American ice hockey player

Andrew Rowe (born January 22, 1988) is an American professional ice hockey forward. He is currently under contract with EC Red Bull Salzburg of the ICE Hockey League (ICEHL).

==Early life==
Rowe was born in Spring Lake, Michigan. From 2005 to 2007, he played junior hockey with the Sioux City Musketeers. Rowe played NCAA college hockey with Michigan State University scoring 49 points in 94 games.

==Playing career ==
On May 7, 2010, Rowe signed a professional contract with the Philadelphia Flyers organization. He was assigned to start the 2010–11 season in the American Hockey League with the Adirondack Phantoms.

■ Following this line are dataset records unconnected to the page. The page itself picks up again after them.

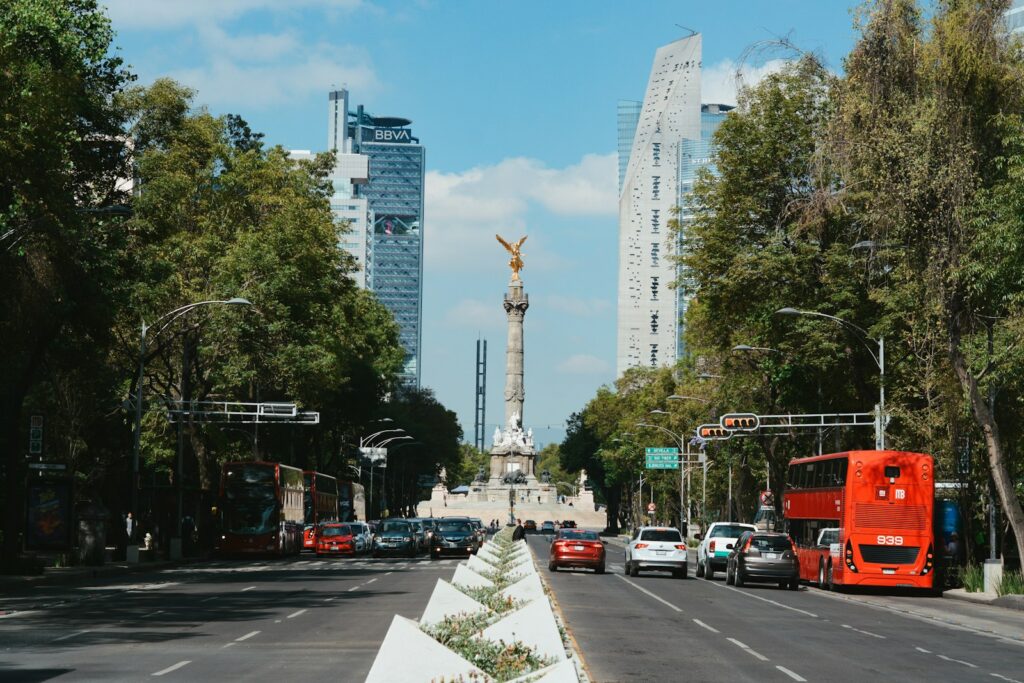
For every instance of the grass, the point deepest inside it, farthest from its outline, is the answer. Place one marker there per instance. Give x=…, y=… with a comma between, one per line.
x=974, y=578
x=1012, y=584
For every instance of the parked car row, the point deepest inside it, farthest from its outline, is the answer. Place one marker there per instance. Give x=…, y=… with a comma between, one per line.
x=408, y=537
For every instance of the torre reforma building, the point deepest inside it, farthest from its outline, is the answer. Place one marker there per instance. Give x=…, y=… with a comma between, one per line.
x=392, y=193
x=649, y=310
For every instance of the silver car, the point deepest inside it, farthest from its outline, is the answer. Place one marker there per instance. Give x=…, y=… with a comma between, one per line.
x=657, y=548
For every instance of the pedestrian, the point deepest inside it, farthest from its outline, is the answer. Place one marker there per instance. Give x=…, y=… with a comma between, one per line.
x=130, y=528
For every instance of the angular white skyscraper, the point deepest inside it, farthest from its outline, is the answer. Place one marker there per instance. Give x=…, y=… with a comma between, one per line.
x=648, y=308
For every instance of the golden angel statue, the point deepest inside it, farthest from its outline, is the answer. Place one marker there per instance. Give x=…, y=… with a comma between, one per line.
x=516, y=261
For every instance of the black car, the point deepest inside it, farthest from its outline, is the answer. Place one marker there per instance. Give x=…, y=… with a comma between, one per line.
x=763, y=556
x=454, y=537
x=395, y=537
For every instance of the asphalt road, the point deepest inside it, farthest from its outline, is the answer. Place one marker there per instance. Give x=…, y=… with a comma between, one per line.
x=655, y=628
x=302, y=619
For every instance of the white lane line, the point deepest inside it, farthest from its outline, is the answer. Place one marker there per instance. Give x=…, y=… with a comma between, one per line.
x=747, y=648
x=72, y=635
x=758, y=597
x=866, y=633
x=646, y=592
x=794, y=676
x=1000, y=676
x=966, y=664
x=705, y=626
x=173, y=667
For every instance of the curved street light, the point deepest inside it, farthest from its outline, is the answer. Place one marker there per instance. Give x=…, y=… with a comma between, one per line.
x=167, y=318
x=879, y=357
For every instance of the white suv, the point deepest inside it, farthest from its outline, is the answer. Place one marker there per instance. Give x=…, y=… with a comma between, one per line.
x=716, y=545
x=659, y=548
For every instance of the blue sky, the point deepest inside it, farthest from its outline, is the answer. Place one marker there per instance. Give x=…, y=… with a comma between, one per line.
x=515, y=102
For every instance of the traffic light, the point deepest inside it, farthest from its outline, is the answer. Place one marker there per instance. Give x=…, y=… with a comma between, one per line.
x=713, y=432
x=742, y=422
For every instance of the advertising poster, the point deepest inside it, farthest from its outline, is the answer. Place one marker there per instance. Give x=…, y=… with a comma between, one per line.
x=48, y=516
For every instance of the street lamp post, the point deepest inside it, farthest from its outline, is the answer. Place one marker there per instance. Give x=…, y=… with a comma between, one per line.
x=142, y=348
x=879, y=357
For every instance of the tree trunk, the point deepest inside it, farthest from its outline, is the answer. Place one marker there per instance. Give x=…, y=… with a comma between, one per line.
x=993, y=442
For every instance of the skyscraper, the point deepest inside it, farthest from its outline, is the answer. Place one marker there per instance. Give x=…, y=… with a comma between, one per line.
x=393, y=197
x=648, y=308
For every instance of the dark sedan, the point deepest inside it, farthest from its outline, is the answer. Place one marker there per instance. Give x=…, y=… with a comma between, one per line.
x=760, y=556
x=454, y=537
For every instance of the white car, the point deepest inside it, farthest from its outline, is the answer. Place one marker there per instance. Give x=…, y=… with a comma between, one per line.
x=657, y=548
x=716, y=545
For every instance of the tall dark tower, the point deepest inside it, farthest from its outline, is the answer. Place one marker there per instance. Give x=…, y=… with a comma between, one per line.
x=481, y=393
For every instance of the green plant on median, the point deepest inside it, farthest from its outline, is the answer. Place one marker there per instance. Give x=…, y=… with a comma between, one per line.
x=1012, y=584
x=973, y=578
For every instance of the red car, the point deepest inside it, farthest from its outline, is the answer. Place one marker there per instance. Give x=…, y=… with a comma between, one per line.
x=577, y=548
x=335, y=540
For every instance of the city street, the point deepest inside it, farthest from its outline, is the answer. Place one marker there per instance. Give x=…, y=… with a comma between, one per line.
x=655, y=628
x=301, y=619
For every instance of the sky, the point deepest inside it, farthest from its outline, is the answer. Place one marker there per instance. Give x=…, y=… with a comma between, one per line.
x=515, y=103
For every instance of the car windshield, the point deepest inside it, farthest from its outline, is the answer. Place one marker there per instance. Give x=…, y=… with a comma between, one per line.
x=771, y=544
x=727, y=531
x=667, y=535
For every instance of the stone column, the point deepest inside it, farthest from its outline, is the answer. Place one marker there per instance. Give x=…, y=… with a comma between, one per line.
x=516, y=303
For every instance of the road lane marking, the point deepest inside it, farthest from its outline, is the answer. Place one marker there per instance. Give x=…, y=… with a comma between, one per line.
x=866, y=633
x=72, y=635
x=758, y=597
x=966, y=664
x=174, y=667
x=705, y=626
x=747, y=647
x=646, y=592
x=796, y=677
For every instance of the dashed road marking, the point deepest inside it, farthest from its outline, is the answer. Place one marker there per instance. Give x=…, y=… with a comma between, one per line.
x=173, y=667
x=794, y=676
x=646, y=592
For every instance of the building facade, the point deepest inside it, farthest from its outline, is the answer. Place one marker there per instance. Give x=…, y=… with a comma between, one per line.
x=391, y=200
x=648, y=308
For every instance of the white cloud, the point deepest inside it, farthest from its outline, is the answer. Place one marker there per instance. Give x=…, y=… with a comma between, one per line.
x=175, y=13
x=721, y=82
x=465, y=210
x=578, y=306
x=584, y=364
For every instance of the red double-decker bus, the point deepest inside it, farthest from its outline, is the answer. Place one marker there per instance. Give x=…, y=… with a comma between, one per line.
x=863, y=518
x=260, y=509
x=320, y=504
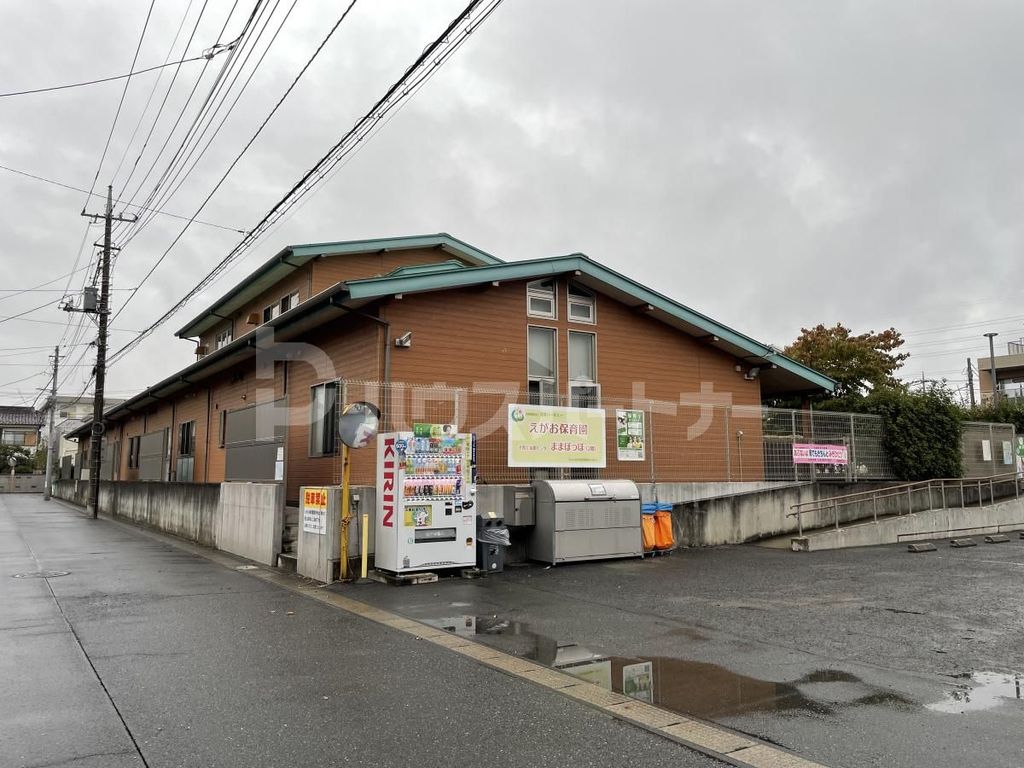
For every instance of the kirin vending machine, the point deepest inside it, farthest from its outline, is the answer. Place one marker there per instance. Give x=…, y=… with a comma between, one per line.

He started the 2013–14 season with the Greenville Road Warriors of the ECHL but was promoted to the Hartford Wolf Pack of the American Hockey League after scoring three goals with one assist in his first two games for Greenville.

On September 5, 2014, the South Carolina Stingrays of the ECHL announced that they had signed Rowe to a one-year contract.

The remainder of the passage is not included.